Sarfaraz Ahmed Mohammed and Anca Ralescu
Adv. Artif. Intell. Mach. Learn., 3 (3):1494-1525
Sarfaraz Ahmed Mohammed : College of Engineering and Applied Science
Anca Ralescu : Department of Computer Science, College of Engineering and Applied Science
Article History: Received on: 22-Jul-23, Accepted on: 23-Sep-23, Published on: 30-Sep-23
Corresponding Author: Sarfaraz Ahmed Mohammed
Citation: Sarfaraz Ahmed Mohammed, Senuka Abeysinghe, Anca Ralescu (2023). Feature Selection and Comparative Analysis of Breast Cancer Prediction using Clinical Data and Histopathological Whole Slide Images. Adv. Artif. Intell. Mach. Learn., 3 (3 ):1494-1525
Breast Carcinoma is a common cancer among women, with invasive ductal carcinoma and lobular carcinoma being the two most frequent types. Early detection is critical to prevent cancer from becoming malignant.
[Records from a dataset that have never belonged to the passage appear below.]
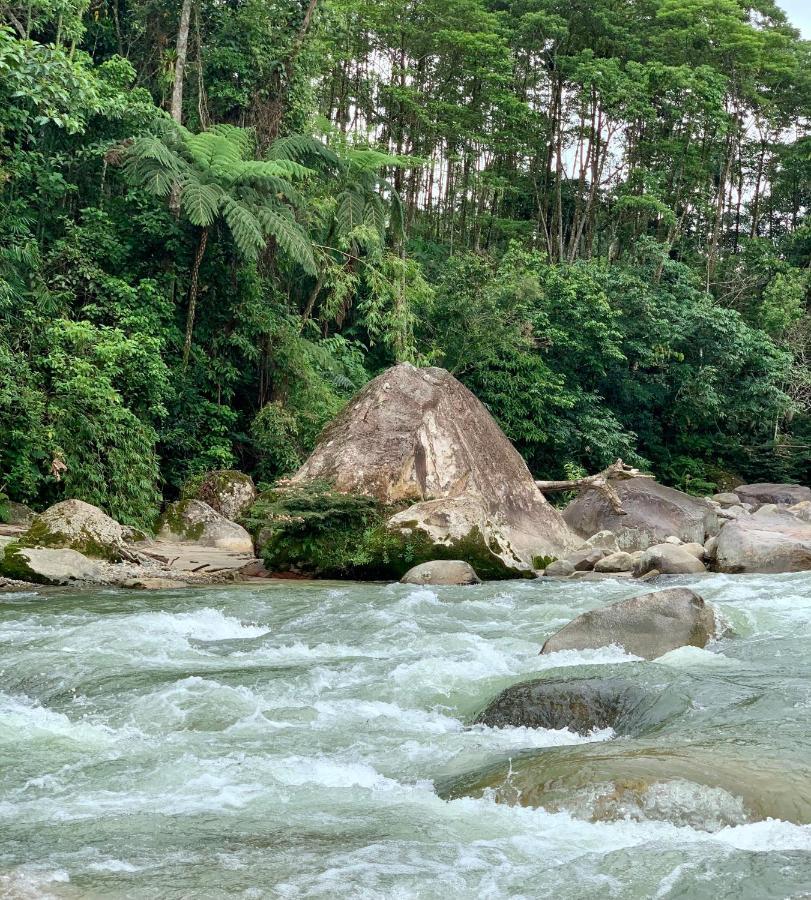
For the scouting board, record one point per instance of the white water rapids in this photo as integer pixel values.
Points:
(293, 740)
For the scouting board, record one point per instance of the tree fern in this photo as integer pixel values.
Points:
(289, 235)
(246, 228)
(200, 202)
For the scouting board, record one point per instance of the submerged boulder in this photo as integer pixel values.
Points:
(418, 438)
(801, 510)
(770, 541)
(653, 513)
(228, 492)
(702, 786)
(442, 571)
(580, 704)
(669, 559)
(768, 492)
(79, 526)
(648, 626)
(616, 562)
(195, 522)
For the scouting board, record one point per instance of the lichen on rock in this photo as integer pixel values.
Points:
(227, 491)
(79, 526)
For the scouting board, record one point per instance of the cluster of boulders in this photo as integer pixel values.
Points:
(662, 531)
(74, 542)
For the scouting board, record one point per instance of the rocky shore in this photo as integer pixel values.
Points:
(414, 472)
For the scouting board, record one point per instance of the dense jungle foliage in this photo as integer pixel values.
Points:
(219, 219)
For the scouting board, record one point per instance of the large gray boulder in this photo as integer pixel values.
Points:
(228, 492)
(442, 572)
(767, 492)
(48, 566)
(616, 562)
(769, 541)
(581, 704)
(726, 498)
(195, 522)
(80, 526)
(668, 559)
(653, 512)
(418, 436)
(19, 514)
(648, 626)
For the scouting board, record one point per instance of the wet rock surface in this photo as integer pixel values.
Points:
(581, 704)
(653, 512)
(648, 626)
(418, 436)
(769, 541)
(442, 571)
(769, 492)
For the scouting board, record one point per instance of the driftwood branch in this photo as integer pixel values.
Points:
(617, 471)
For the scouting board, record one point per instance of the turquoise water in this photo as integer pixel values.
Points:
(293, 740)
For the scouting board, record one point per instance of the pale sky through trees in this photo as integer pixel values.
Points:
(799, 13)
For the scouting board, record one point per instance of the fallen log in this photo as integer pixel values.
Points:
(617, 471)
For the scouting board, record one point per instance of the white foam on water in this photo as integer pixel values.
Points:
(113, 865)
(694, 657)
(764, 837)
(24, 721)
(204, 624)
(27, 882)
(379, 714)
(520, 737)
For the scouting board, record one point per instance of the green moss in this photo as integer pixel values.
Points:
(541, 562)
(173, 519)
(210, 486)
(318, 531)
(39, 535)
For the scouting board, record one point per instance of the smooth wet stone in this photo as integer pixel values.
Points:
(442, 571)
(653, 512)
(629, 779)
(560, 568)
(770, 541)
(669, 559)
(581, 704)
(615, 562)
(648, 626)
(769, 492)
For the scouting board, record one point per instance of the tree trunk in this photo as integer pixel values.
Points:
(180, 61)
(195, 275)
(617, 471)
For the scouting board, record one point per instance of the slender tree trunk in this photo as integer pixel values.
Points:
(180, 61)
(195, 275)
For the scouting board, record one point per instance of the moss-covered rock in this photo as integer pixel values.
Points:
(195, 522)
(43, 565)
(315, 530)
(228, 492)
(79, 526)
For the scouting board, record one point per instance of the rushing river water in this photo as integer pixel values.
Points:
(297, 740)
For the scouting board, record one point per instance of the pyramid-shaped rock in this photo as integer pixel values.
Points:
(420, 436)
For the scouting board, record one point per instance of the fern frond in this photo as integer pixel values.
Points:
(278, 221)
(349, 210)
(275, 168)
(245, 227)
(374, 213)
(200, 201)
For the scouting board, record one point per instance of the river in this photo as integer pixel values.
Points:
(298, 740)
Diagnostic tests include mammogram, ultrasound, MRI, or biopsy. Machine Learning algorithms can play a key role in analyzing complex clinical datasets to predict disease outcomes. This study uses machine learning and deep learning techniques to analyze publicly available clinical and medical image data. For clinical data, Principal Component Analysis (PCA) and Particle Swarm Optimization (PSO) are applied on the Wisconsin Breast Cancer dataset (WDBC) for feature selection and evaluate the performance of each modality in distinguishing between benign and malignant tumors. The results obtained show that the Random Forest (RF) classifier outperforms other classification algorithms using both PSO and PCA feature selections, achieving predictive accuracies of 95.7% and 97.2% respectively. The first part of the paper contains a comprehensive analysis of the two feature selection methods on clinical data to optimize predictive performance. The second part of the paper is concerned with image data. Although Histopathological Whole Slide Imaging (WSI) has been validated for a variety of pathological applications for over two decades of manual detection of cancerous tumors, it remains challenging and prone to human error. With the potential of deep learning models to aid pathologists in detecting cancer subtypes, and the increasing predictive ability of current image analysis techniques in identifying the underlying genomic data and cancer-causing mutations, the second half of the paper focusses on feature extraction using a deep convolutional neural network (U-Net) trained on WSI’s from The Cancer Genome Atlas (TCGA) to accurately classify and extract relevant features. The focus is on feature extraction, nuclei-based instance segmentation, H&E-stained image extraction, and quantifying intensity information for a given WSI to classify the disease type. A comprehensive analysis of feature selection methods is presented for both clinical and medical image data.